Question

Determine whether the sequence converges or diverges. If convergent, give the limit of the sequence. $$\left\\{a_{n}\right\\}=\left\\{\left(1+\frac{1}{n}\right)^{n}\right\\}$$

Short answer

The sequence converges to \( e \).

Step-by-step solution

Identify the Sequence

Our sequence is \( \{a_n\} = \left( 1 + \frac{1}{n} \right)^n \). We need to determine if this sequence converges or diverges as \( n \) approaches infinity.

Recognize the Limit

The sequence \( \left( 1 + \frac{1}{n} \right)^n \) is known to approach a well-known mathematical constant as \( n \to \infty \). This limit is the base of the natural logarithm, \( e \).

Apply the Exponential Limit Definition

By the definition and exploration in calculus, \( \left( 1 + \frac{1}{n} \right)^n \to e \) as \( n \to \infty \). This result can be shown rigorously using the limit definition of \( e \) from calculus.

Confirm the Limit is Finite

Since the sequence converges to \( e \), which is a finite number, we can conclude that the sequence \( \{a_n\} \) converges.

Key concepts

Limit of a Sequence

A sequence is essentially a list of numbers that follow a certain pattern. Mathematicians often want to know if these numbers approach a specific value as they extend infinitely. This target value is called the 'limit' of the sequence. In our exercise, we have the sequence \( \left\{ a_{n} \right\} = \left( 1 + \frac{1}{n} \right)^{n} \). The question is whether or not this sequence has a limit as \( n \to \infty \).

When we look for a limit, we evaluate what happens to \( a_n \) as \( n \) becomes very large. A sequence either converges (reaches a limit) or diverges (doesn't approach a particular value). By analyzing patterns and using mathematical definitions, we determine if a sequence settles towards a single number, which indicates convergence.

The given sequence is known to converge to a constant value, which mathematicians have identified as "\( e \)." Therefore, the limit of our sequence is \( e \), and the sequence is convergent.

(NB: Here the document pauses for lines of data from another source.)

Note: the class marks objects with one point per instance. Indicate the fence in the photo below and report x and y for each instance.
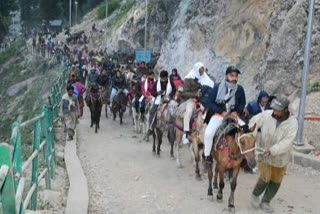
(12, 182)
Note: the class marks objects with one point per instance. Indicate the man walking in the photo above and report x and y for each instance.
(276, 132)
(69, 111)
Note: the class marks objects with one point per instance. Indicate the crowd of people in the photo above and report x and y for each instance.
(95, 71)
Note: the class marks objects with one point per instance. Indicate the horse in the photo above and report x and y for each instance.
(140, 119)
(196, 132)
(94, 101)
(119, 105)
(105, 92)
(231, 146)
(164, 122)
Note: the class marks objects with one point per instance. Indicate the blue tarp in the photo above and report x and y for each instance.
(141, 55)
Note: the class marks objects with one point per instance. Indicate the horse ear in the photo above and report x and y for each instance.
(253, 128)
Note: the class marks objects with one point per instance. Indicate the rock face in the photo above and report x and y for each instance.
(264, 39)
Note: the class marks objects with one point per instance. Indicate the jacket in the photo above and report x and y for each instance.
(119, 83)
(210, 101)
(163, 88)
(254, 106)
(279, 140)
(147, 93)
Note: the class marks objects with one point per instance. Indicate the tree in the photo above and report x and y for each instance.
(5, 8)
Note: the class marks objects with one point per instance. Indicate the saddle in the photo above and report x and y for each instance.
(229, 124)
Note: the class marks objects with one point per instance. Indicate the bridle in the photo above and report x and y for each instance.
(238, 142)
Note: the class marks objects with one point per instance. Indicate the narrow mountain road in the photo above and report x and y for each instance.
(125, 177)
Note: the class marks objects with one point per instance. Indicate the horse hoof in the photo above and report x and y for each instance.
(215, 190)
(198, 177)
(231, 209)
(210, 197)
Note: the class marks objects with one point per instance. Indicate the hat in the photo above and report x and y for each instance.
(232, 69)
(280, 103)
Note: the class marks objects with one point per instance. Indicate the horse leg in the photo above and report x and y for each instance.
(120, 116)
(233, 188)
(171, 140)
(196, 158)
(106, 110)
(177, 145)
(159, 134)
(154, 142)
(215, 181)
(210, 194)
(221, 183)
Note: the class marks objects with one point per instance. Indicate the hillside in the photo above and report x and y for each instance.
(265, 39)
(24, 86)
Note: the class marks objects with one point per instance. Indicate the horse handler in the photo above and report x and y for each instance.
(276, 132)
(69, 111)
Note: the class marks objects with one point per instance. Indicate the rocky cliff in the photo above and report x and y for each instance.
(265, 39)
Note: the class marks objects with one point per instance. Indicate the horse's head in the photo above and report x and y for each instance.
(246, 143)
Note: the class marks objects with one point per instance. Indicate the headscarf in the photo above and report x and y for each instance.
(203, 79)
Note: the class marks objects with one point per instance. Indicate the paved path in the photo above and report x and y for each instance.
(125, 177)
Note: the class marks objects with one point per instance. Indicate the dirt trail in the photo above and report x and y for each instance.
(125, 177)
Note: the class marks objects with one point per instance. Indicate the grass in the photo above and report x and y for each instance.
(112, 6)
(315, 86)
(11, 50)
(122, 14)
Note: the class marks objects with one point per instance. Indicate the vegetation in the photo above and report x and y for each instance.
(122, 14)
(11, 50)
(315, 86)
(112, 6)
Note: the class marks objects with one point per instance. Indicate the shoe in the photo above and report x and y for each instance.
(208, 163)
(255, 202)
(266, 207)
(150, 132)
(185, 140)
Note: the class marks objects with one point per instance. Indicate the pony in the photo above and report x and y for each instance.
(231, 146)
(94, 102)
(119, 105)
(196, 140)
(164, 122)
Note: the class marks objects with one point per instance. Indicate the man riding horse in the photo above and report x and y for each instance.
(226, 99)
(197, 73)
(118, 83)
(162, 87)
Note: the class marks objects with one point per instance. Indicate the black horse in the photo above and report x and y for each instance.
(94, 102)
(119, 105)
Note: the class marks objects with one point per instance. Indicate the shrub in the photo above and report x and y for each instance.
(11, 50)
(112, 6)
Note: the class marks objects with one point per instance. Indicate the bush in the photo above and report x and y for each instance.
(11, 50)
(315, 86)
(112, 6)
(122, 13)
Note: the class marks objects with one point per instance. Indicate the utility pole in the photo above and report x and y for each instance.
(76, 16)
(70, 5)
(299, 138)
(107, 25)
(145, 31)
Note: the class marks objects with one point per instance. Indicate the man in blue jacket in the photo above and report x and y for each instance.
(226, 99)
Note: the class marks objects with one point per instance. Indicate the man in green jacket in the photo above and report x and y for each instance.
(276, 131)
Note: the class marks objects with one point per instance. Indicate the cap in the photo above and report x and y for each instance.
(232, 69)
(280, 103)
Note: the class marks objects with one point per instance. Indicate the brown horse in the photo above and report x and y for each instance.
(230, 148)
(94, 102)
(119, 105)
(105, 92)
(197, 128)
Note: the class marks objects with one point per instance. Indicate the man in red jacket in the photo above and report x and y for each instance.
(146, 87)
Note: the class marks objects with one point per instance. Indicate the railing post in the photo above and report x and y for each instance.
(15, 142)
(45, 131)
(8, 197)
(35, 163)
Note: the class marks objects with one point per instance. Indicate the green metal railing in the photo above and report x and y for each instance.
(12, 181)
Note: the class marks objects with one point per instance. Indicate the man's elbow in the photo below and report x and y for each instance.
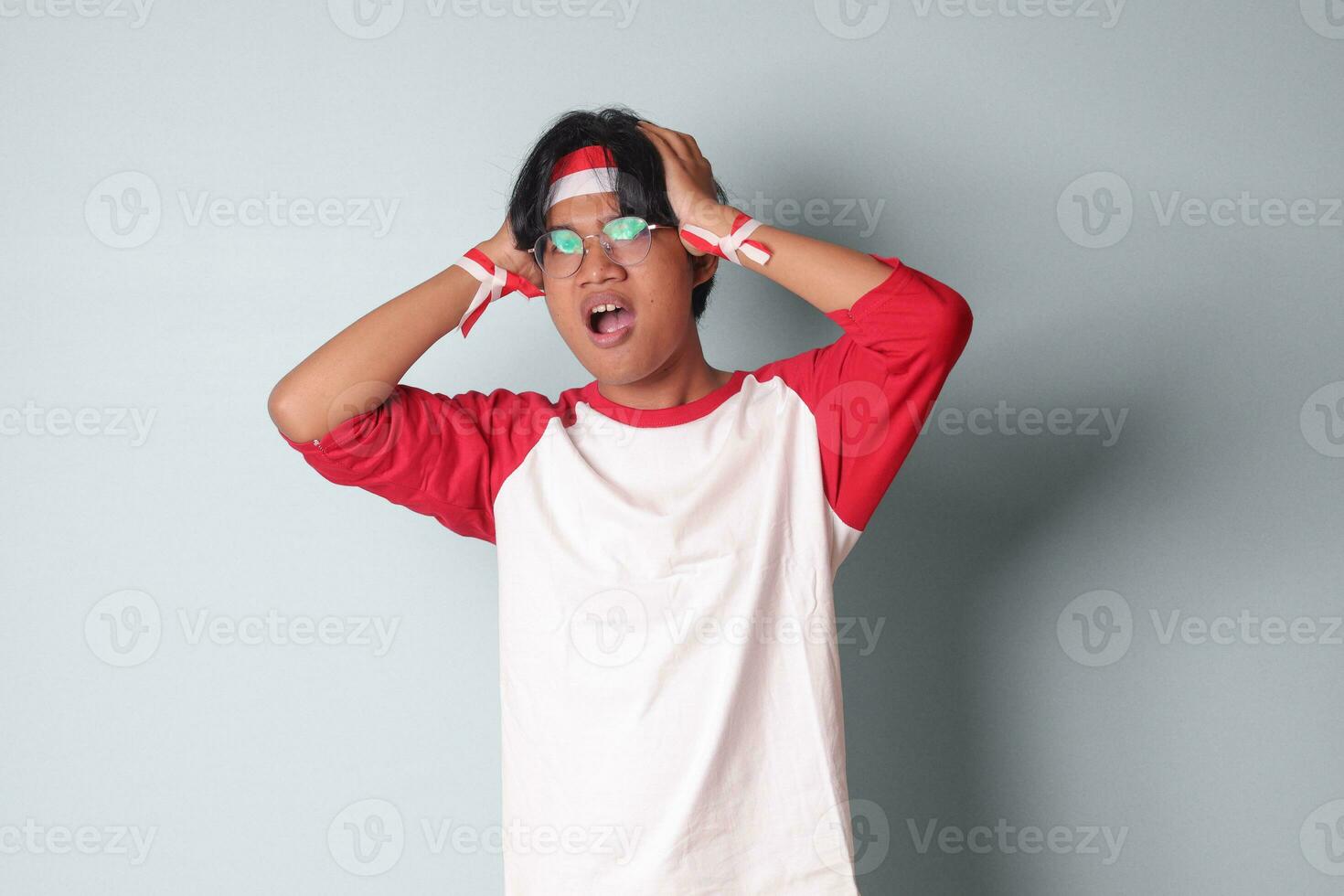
(289, 415)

Natural Exponential Function

The natural exponential function is often represented as \( e^x \), where \( e \) is a mysterious yet fundamental number in mathematics. The value of \( e \) is approximately 2.71828. Despite looking like just another number, \( e \) emerges naturally in many areas of mathematics, particularly in growth processes and financial calculations.

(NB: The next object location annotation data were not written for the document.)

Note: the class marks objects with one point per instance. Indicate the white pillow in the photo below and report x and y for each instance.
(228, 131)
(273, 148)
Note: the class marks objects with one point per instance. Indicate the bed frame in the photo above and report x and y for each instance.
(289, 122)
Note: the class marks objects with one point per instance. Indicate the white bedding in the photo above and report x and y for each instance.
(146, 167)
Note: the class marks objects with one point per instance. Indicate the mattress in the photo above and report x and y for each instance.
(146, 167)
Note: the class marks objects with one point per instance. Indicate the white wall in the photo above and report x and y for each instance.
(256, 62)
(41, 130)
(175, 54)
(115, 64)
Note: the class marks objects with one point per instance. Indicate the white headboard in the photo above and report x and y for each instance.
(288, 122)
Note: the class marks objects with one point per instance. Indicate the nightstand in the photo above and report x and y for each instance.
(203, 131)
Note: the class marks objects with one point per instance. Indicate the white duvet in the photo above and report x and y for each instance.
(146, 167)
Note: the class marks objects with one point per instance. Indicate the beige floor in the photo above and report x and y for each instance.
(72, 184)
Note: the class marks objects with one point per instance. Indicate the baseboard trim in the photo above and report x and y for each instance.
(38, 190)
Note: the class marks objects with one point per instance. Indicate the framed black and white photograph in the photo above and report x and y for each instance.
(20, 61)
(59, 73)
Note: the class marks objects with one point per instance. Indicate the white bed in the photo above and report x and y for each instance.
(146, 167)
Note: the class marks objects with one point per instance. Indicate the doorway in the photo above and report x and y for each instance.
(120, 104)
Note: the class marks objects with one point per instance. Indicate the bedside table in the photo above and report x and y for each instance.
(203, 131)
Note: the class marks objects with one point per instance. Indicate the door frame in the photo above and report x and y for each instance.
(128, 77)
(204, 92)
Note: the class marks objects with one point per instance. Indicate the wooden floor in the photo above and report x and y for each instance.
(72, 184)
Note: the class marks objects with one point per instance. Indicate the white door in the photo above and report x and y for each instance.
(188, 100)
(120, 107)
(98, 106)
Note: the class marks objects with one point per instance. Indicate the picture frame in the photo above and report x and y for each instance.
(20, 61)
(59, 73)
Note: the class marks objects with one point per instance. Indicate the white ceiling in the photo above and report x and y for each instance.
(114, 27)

Why is \( e \) so special? It's because of its unique properties related to growth and decay. When processes involve continuous and compound growth, \( e \) often appears as the base for the exponential function \( e^x \). For instance, when interest in a bank account is compounded continuously, the formula for calculating the balance uses \( e \).

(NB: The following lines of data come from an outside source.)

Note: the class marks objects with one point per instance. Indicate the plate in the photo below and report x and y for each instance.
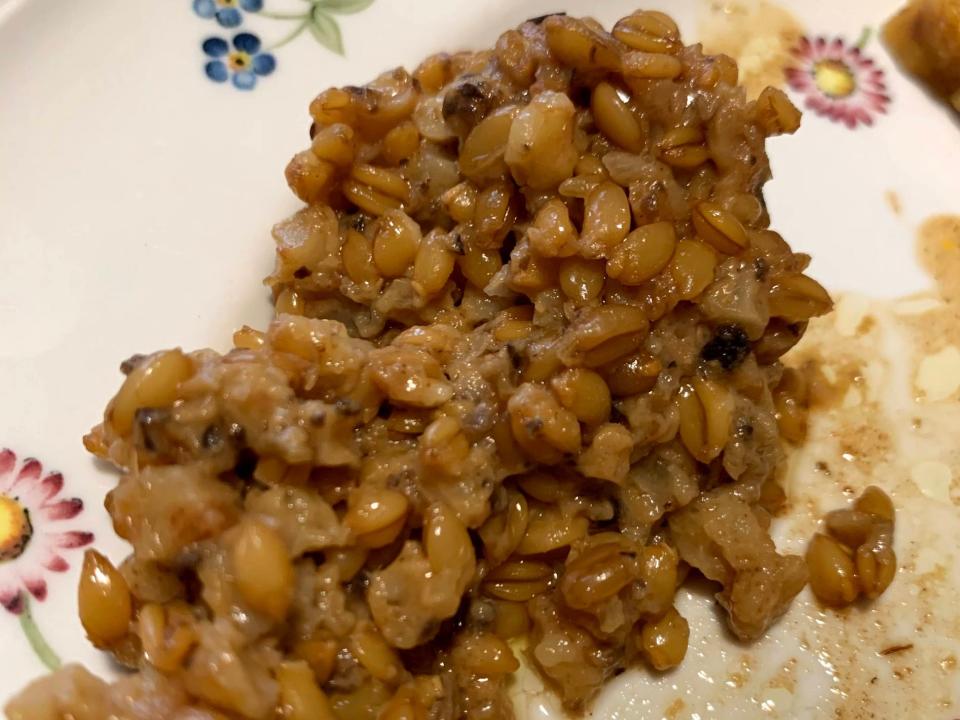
(141, 170)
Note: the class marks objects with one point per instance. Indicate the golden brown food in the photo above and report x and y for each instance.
(925, 37)
(521, 383)
(856, 554)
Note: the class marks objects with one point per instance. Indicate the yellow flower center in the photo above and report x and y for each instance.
(15, 528)
(834, 78)
(239, 61)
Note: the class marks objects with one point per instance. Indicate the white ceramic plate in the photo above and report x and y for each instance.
(137, 192)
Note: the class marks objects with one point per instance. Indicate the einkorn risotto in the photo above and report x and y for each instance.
(523, 381)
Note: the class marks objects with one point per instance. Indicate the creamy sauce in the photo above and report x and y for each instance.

• \( e \) is called the "natural" exponential base because it arises naturally in problems that involve exponential growth.
• It’s used to calculate continuous growth, which means that it's key in fields like finance, biology, and physics.

Understanding \( e \) allows us to model real-world phenomena where changes happen continuously, not just at fixed intervals.

Calculus Definition of 'e'

The number \( e \) is not just a random constant, but rather an important foundational element in calculus. Its definition is tied to the way functions change smoothly. In calculus, \( e \) is formally defined using the limit of \( \left( 1 + \frac{1}{n} \right)^{n} \) as \( n \to \infty \).

This definition from calculus shows the relationship between \( e \) and limits. When you observe how functions behave as they stretch to infinity, \( e \) naturally emerges because it's associated with processes that change at a constant rate.

• It's the limit to which the sequence \( \left( 1 + \frac{1}{n} \right)^{n} \) converges, demonstrating the innate link between \( e \) and exponential functions.
• This relationship is crucial for understanding concepts like derivatives and integrals, foundational tools for examining change and area in functions.

Grasping the calculus definition of \( e \) shows why it's involved in exponential growth and decay processes—it represents the most efficient rate of continuous change.